Pandas Data Analysis CheatSheet

A perfect cheat sheet for your data analysis in Pandas.

Introduction

Pandas is the most important library for data scientists and Data Analysis. Pandas is a powerful data manipulation library for Python, used for data cleaning, transformation, and analysis. With its intuitive and efficient data structures, Pandas enables users to easily work with and analyze large datasets, making it a go-to tool for data professionals and enthusiasts alike.

In this blog post, I will try to create a cheat sheet for Data analysts and Data Scientists. It will be a handy tool for quick exploration of datasets and analysis.

Importing Pandas

import pandas as pd

Reading Data

data = pd.read_csv('filename.csv') # Reading CSV files
data = pd.read_excel('filename.xlsx') # Reading Excel files

You can also load many other files such as Parquet, arrow, etc.

Descriptive Statistics

data.describe()

Looking at the head and tail of the data

# Show the first 20 rows
data.head()

# Show the last 20 rows

data.tail()

# YOu can also give the rows as an argument
data.head(5) # will return only first 5 rows

Shape and Columns of data

# returns the number of rows and columns
data.shape

# Return the column names
data.columns

# You can create a list from the column names
col_name = list(data.columns)

Indexing and selecting Data

# select a column
data['col_name']
or
data.col_name

# Select multiple columns
data[['col1', 'col2']]

# select col with location
# [[]] return a DataFrame
data.loc[['col1', 'col2']]

# select data using index number
data.iloc[[0]] # first row
data.iloc[[0,1]] # first two row
# you can use slice
data.iloc[:3]

# or you can use lambda function 
# select all the even rows
data.iloc[lambda x: x.index % 2 == 0]

Filtering Data

# selecting row based on condition
data[data['column_name'] > value]

# Selects rows where column value is in a list
data[data['column_name'].isin([value1, value2])] 
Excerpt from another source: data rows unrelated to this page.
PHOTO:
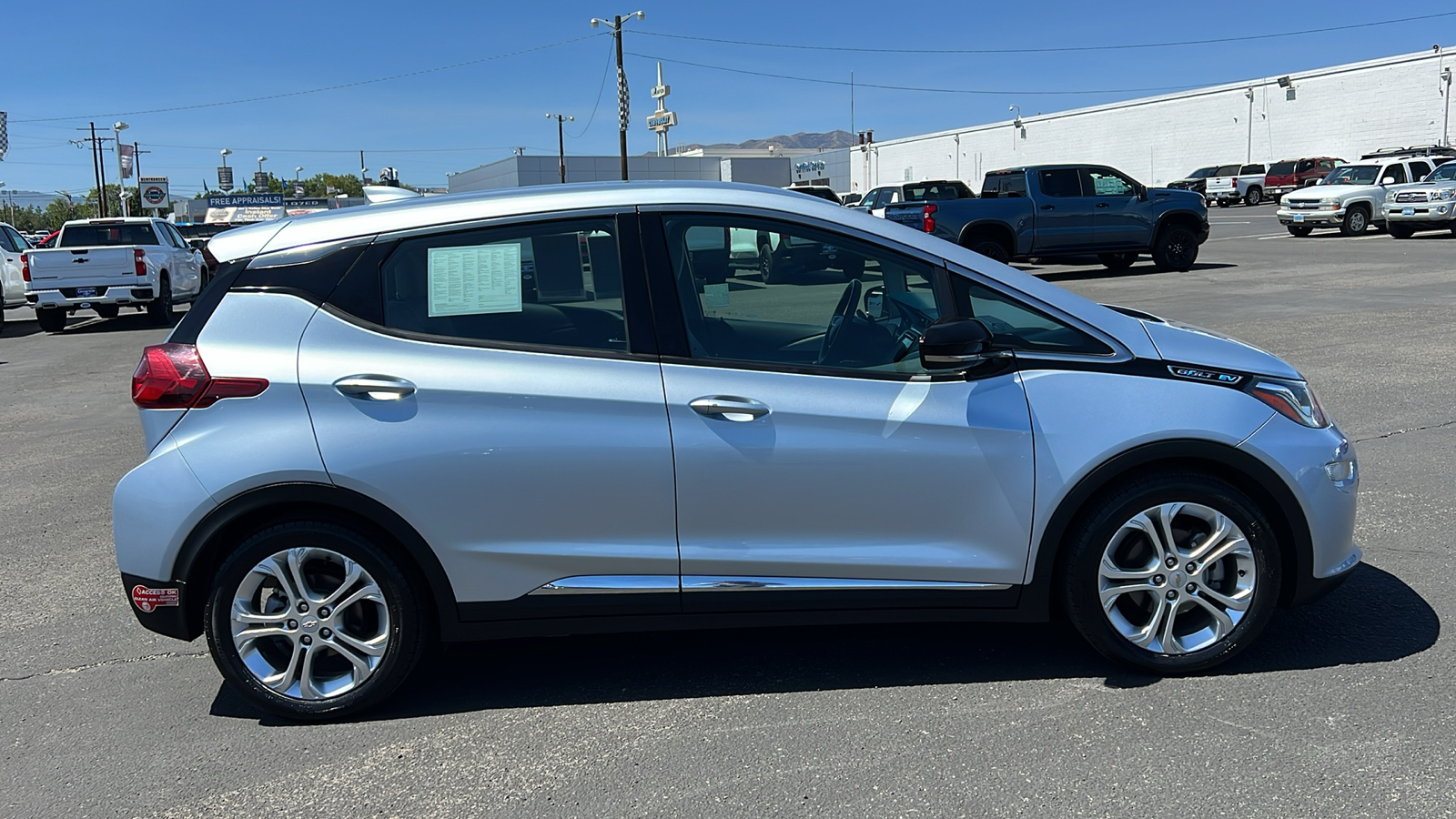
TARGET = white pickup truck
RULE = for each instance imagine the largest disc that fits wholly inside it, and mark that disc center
(108, 264)
(1237, 182)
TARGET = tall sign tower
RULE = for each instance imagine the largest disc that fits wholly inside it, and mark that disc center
(662, 120)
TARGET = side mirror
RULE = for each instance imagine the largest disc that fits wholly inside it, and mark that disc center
(951, 344)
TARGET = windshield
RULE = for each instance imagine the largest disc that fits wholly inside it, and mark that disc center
(106, 235)
(1443, 174)
(1353, 175)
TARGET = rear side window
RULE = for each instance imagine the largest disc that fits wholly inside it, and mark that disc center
(553, 285)
(1004, 186)
(1060, 182)
(106, 235)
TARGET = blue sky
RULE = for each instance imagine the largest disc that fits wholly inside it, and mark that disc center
(108, 62)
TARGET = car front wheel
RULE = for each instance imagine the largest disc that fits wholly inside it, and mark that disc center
(313, 622)
(1174, 573)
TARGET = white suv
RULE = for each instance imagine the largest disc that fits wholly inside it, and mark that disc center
(1353, 196)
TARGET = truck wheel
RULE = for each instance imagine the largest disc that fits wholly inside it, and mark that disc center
(992, 249)
(51, 321)
(160, 308)
(1177, 248)
(1354, 223)
(1117, 261)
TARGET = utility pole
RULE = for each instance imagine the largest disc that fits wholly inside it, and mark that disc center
(561, 142)
(622, 84)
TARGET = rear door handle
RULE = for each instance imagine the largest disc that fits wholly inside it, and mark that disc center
(375, 388)
(728, 407)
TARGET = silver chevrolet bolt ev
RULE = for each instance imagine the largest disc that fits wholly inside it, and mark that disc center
(679, 405)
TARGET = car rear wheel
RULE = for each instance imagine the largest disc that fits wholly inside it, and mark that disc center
(313, 622)
(1117, 261)
(1174, 573)
(1177, 248)
(1354, 223)
(51, 321)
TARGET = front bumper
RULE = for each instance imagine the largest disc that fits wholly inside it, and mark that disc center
(69, 298)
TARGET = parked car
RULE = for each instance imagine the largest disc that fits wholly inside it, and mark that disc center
(1353, 196)
(106, 264)
(932, 189)
(366, 440)
(12, 278)
(1198, 181)
(1237, 184)
(1295, 174)
(1429, 205)
(1063, 210)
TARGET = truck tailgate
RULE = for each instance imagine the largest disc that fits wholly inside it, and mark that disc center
(70, 267)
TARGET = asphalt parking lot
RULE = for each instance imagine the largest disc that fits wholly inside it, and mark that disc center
(1344, 709)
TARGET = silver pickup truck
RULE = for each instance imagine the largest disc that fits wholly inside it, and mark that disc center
(108, 264)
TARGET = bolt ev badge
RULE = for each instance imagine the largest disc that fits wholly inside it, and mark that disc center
(1205, 375)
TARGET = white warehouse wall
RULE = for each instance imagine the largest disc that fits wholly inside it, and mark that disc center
(1343, 111)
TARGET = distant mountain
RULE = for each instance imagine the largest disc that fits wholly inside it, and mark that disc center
(800, 140)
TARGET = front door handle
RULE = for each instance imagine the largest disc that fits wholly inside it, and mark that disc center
(728, 407)
(375, 388)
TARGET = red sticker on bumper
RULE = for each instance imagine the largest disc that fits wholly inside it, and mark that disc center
(149, 599)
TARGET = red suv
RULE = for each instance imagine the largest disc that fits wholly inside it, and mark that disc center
(1293, 174)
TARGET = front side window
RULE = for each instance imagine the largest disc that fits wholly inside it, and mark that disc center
(552, 285)
(804, 298)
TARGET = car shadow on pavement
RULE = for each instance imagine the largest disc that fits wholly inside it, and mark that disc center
(1373, 618)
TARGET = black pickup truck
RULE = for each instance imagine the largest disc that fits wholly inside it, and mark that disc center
(1067, 210)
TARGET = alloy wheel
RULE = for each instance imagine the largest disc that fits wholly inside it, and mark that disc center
(309, 624)
(1177, 577)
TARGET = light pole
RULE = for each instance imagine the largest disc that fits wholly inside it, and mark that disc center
(561, 143)
(121, 172)
(622, 82)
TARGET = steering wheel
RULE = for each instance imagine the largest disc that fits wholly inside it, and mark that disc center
(844, 312)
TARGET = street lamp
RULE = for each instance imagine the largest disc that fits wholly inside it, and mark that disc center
(622, 82)
(561, 142)
(121, 172)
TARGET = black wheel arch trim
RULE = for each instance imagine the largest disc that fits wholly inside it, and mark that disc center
(1259, 481)
(245, 511)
# Selects rows where column value contains text
data[data['column_name'].str.contains('text')]

Sorting Data

 # Sorts data by column_name in ascending order
data.sort_values('column_name', ascending=True)
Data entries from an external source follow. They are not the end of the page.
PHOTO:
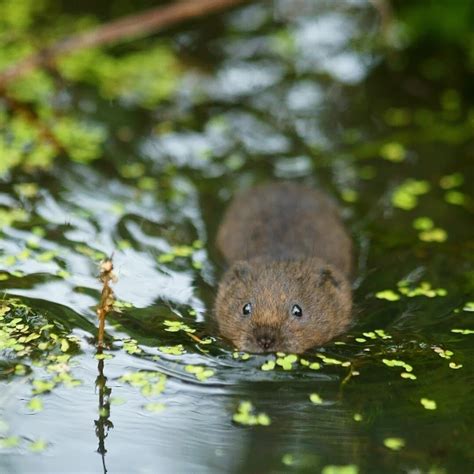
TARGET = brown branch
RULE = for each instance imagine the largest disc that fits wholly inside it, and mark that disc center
(107, 277)
(129, 27)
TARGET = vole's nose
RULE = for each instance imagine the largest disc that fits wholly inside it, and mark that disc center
(265, 341)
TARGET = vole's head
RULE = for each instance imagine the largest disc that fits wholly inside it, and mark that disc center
(282, 306)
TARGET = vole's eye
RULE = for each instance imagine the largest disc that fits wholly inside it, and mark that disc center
(296, 311)
(247, 309)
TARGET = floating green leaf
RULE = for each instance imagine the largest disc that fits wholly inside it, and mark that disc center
(394, 443)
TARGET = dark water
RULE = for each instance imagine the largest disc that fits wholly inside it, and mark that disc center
(280, 92)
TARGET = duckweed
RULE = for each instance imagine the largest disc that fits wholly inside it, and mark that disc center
(201, 373)
(176, 326)
(347, 469)
(268, 365)
(469, 306)
(428, 404)
(464, 332)
(405, 196)
(316, 399)
(172, 350)
(388, 295)
(394, 444)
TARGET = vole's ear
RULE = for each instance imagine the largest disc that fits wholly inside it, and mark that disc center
(326, 275)
(240, 270)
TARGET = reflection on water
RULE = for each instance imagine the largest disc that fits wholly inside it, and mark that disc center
(290, 93)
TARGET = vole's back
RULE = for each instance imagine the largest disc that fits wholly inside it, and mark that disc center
(284, 221)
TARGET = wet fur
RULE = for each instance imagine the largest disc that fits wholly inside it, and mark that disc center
(286, 245)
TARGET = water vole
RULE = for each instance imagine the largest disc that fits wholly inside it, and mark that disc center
(287, 287)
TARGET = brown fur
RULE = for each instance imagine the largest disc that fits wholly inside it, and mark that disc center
(287, 246)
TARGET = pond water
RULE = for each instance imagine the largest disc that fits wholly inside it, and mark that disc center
(265, 92)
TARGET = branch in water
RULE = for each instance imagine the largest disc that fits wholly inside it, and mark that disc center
(133, 26)
(107, 276)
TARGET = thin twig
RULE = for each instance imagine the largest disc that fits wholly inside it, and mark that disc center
(107, 277)
(133, 26)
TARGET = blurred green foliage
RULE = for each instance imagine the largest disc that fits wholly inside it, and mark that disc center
(41, 115)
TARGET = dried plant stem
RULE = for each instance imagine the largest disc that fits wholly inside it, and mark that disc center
(129, 27)
(107, 277)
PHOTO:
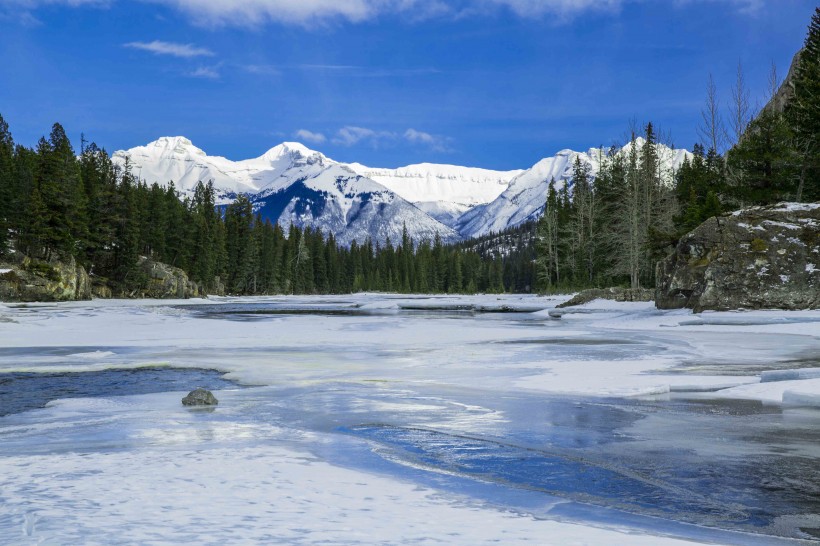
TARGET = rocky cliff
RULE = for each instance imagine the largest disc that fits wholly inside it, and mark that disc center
(165, 281)
(757, 258)
(25, 279)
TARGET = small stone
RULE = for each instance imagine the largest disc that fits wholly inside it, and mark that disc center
(200, 397)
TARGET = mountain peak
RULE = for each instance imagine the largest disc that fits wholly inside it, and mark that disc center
(293, 150)
(174, 145)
# Sorts data by multiple columns in different order
data.sort_values(['col1', 'col2'], ascending=[True, False])

Applying Functions

# Applies function to column and returns new column
data['new_col'] = data['column_name'].apply(function) 

# Applies function to row and returns new column
data['new_col'] = data.apply(lambda row: function(row['col1'], row['col2']), axis=1)

Reshaping Data

# Creates a pivot table
data.pivot_table(index='col1', columns='col2', values='col3', aggfunc='mean') 

# Melts data from wide to long format
pd.melt(data, id_vars=['col1'], value_vars=['col2', 'col3'])

Cleaning Data

data.dropna() # Removes rows with missing values
data.fillna(value) # Fills missing values with a given value
data.drop_duplicates() # Removes duplicate rows
data.replace(to_replace, value) # Replaces values in the data

Combining Data

pd.concat([data1, data2], axis=0) # Concatenates data vertically
pd.concat([data1, data2], axis=1) # Concatenates data horizontally
pd.merge(data1, data2, on='column_name') # Merges data based on a common column

Quick Visualizing Data

data.plot() # Plots data
data.plot(kind='bar') # Plots a bar chart
data.plot(kind='box') # Plots a box plot
data.plot(kind='hist') # Plots a histogram
data.plot(kind='scatter', x='col1', y='col2') # Plots a scatter plot

Aggregating Data

 # Aggregates data by column_name and returns sum of col1 and mean of col2
data.groupby('column_name').agg({'col1': 'sum', 'col2': 'mean'})

Convert column to DateTime

# Converts column to datetime format
data['date_column'] = pd.to_datetime(data['date_column'])

Saving Data

data.to_csv('filename.csv', index=False) # Saves data to a CSV file
data.to_excel('filename.xlsx', index=False) # Saves data to an Excel file

Conclusion

Pandas is an incredibly versatile and powerful tool for data analysis in Python. With its robust data structures and numerous functions, pandas make it easy to clean, manipulate, and analyze large datasets. By understanding and mastering these techniques, you can unleash the full potential of pandas and become a more effective data analyst. I hope this blog has been informative and valuable in your journey toward mastering data analysis with pandas. Thank you for reading, and I wish you the best of luck in your data analysis endeavors!